Looking back over the developments of 2008 in China's manufacturing base, they are quite astounding.  The signs of change began before 2008–probably the most notable being the Central Govt.'s elimination of VAT tax rebates in the summer of '07.  Consider this the long, first ascent of the rollercoaster.   Hope you have your seatbelt on.

We
began the '08 with rapidly increasing costs across the board in most
sectors: new labor laws, repealed VAT rebates in effect, increasing commodity
prices, unprecedented growth in shipping, rising energy and material
prices–a slew of factors raising the cost, and the perception of cost,
of manufacturing products in China.  It is estimated that 10,000+
factories in southern China alone shut down due to an inability to
compete amidst the changing conditions.  There were powerful winter storms blocking tens of millions of workers timely return home during the Chinese New Year Holiday.  Many workers returned late, and many more never returned at all.  Also, the mounting preparations and excitement over the Olympics also caused a lot of frenzy in manufacturing and logistics circles.  This affected the Shanghai and Beijing regions far more than the southern regions.

Now, with the mounting slump
in demand becoming apparent in the second half of 2008, material and
commodity costs have dropped, VAT rebates have been reinstated for a
number of product categories, and capacity in shipping has quickly
opened up.

I recently heard the claim (haven't been able to verify yet) that Dongguan, a
region in Southern China long known as a manufacturing hub of the area,
has had it's population (previously ~12 million people) cut in half
over the last year.  Comprised largely of migrant workers from regions
further west in China, approximately 6 million of these workers have
returned home and not come back.  If the claim is true, which I believe there is at least a lot of truth to it, it's quite remarkable!  I think it's hard for Westerners to fully grasp
the kind of challenges a shift like this can present to local governments,
economies, etc.  Imagine if half the population of Los Angeles, New
York, London, or Paris, simply up and left in a matter of a year! 

The challenge of retaining skilled workers in China is well known, but some are now questioning whether retaining unskilled workers in some key manufacturing areas like Guangdong, is going to heat up.
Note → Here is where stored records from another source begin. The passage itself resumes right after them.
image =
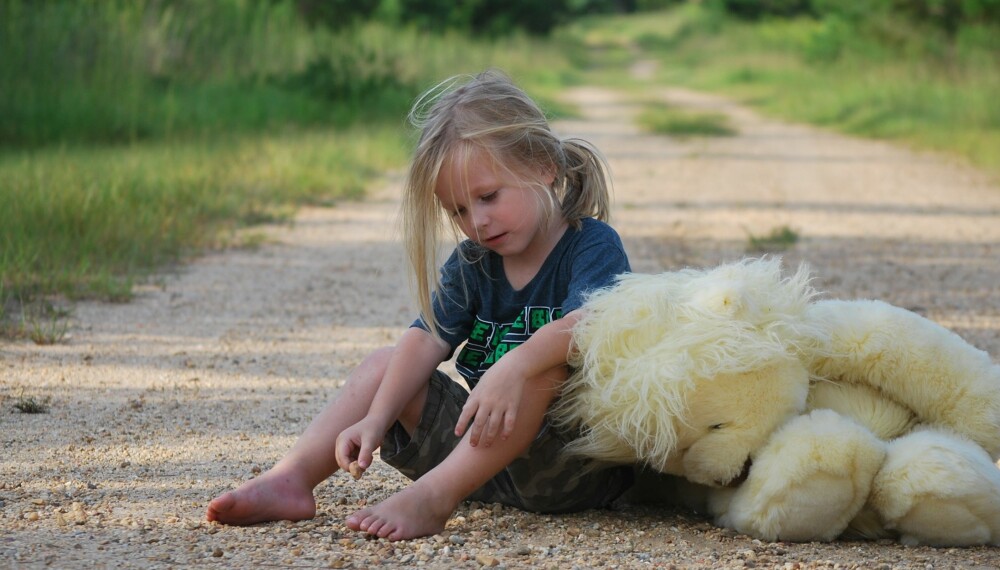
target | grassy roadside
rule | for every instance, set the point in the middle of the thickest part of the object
(138, 155)
(878, 77)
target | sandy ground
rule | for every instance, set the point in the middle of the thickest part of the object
(206, 378)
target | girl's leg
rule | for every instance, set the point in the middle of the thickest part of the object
(285, 492)
(423, 508)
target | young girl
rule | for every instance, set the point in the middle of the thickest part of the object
(487, 162)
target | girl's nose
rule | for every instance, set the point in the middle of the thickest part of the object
(479, 218)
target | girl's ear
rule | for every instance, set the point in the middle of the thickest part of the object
(548, 174)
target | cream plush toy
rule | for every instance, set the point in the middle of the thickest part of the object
(800, 419)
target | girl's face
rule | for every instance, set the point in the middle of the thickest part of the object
(494, 208)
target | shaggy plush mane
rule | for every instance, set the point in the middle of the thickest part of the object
(646, 342)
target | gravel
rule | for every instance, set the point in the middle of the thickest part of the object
(206, 378)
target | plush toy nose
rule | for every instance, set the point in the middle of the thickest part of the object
(739, 479)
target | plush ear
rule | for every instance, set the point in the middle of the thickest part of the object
(646, 344)
(930, 370)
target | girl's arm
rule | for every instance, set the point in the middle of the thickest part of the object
(414, 359)
(494, 401)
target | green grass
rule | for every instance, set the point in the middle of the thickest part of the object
(882, 77)
(90, 221)
(779, 239)
(138, 134)
(665, 120)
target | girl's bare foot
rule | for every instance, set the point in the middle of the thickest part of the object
(411, 513)
(271, 497)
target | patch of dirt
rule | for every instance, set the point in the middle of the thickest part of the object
(158, 405)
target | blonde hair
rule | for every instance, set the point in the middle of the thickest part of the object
(489, 113)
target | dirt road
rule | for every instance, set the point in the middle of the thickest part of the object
(207, 377)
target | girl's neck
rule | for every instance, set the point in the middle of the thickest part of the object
(521, 269)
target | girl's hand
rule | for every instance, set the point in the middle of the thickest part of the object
(493, 403)
(358, 443)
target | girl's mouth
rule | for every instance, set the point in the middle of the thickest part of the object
(494, 239)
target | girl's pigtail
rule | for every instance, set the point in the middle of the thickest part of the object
(586, 186)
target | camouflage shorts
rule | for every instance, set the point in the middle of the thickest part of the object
(542, 479)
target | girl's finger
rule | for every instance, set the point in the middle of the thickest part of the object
(492, 427)
(508, 423)
(477, 428)
(468, 412)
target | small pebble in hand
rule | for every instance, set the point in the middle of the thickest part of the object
(356, 470)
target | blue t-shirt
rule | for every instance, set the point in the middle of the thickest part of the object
(495, 317)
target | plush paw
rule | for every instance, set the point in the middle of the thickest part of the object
(807, 483)
(938, 489)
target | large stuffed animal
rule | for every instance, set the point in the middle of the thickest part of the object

World demand for Chinese exports drop–and many of the short-term effects we've seen aren't hard to predict.  See my post here.  But they will no doubt have longer term effects–and there is a lot of talk, but no consensus, on what exactly they might be.  Elliot Ng, of CNReviews.com, has written a good summation of the challenges China's economy now faces amidst the world financial crises.  In the article, Elliot's Hong Kong Uncle summed up things rather concisely:

Uncle’s simple but powerful framework:  China is supported by a three-legged stool, but two legs are now broken

China’s economic growth is supported by three primary legs:

export-led growth
real property growth
government spending

The first and second legs are now broken.  Ng goes on to write:

Nouriel Roubini, the NYU economics professor that predicted many elements of this global meltdown, writes (at RGEMonitor, reprinted with commentary at JapanFocus)
that there is strong evidence that China is facing a hard landing. 
Roubini points out that a hard landing actually still means a 5-6%
growth rate.  9-10% growth is needed to absorb 24 mm new entrants into
the labor market, including 12-14 mm poor rural farmers.  A 5-6% growth
rate means a significant risk to social stability and continued
political control, so its clear that Chinese leaders are in a tough
place.

China's growth model necessitated their domestic consumer market pick up the  burden of the export sector–basically meaning that the hope was Chinese manufacturers would be serving their own consumers as much or more than foreigners.  But for a number of reasons (maintaining an undervalued currency, very high savings rates, and maybe just not enough time), China hasn't reached this point.

Now, the government is forced to make up for the lack in spending through economic stimulus packages.  Whether this will be enough, no one knows.  Many bloggers and economists are speculating on the impacts of all of this on the next year or two: possible increased social unrest, a tougher stance by Beijing on social unrest, currency revaluation, export subsidies, and the list goes on.

I prefer to error on the side of "no one really has any clue what's going to happen", and to not make hasty judgments.  Some are predicting China will be just fine this year.  One thing is certain, if you're manufacturing in China, change is in the air.  I know–that's not rocket science.  The rollercoaster ride may have just begun, but this doesn't mean you can't find opportunities to thrive in this environment.  If you have time to tend to more than your challenges here, pay
attention to your sources, pricing, shipping, and govt. policy in China.   New prices, better sources, more attention, faster shipping…  All worth looking into.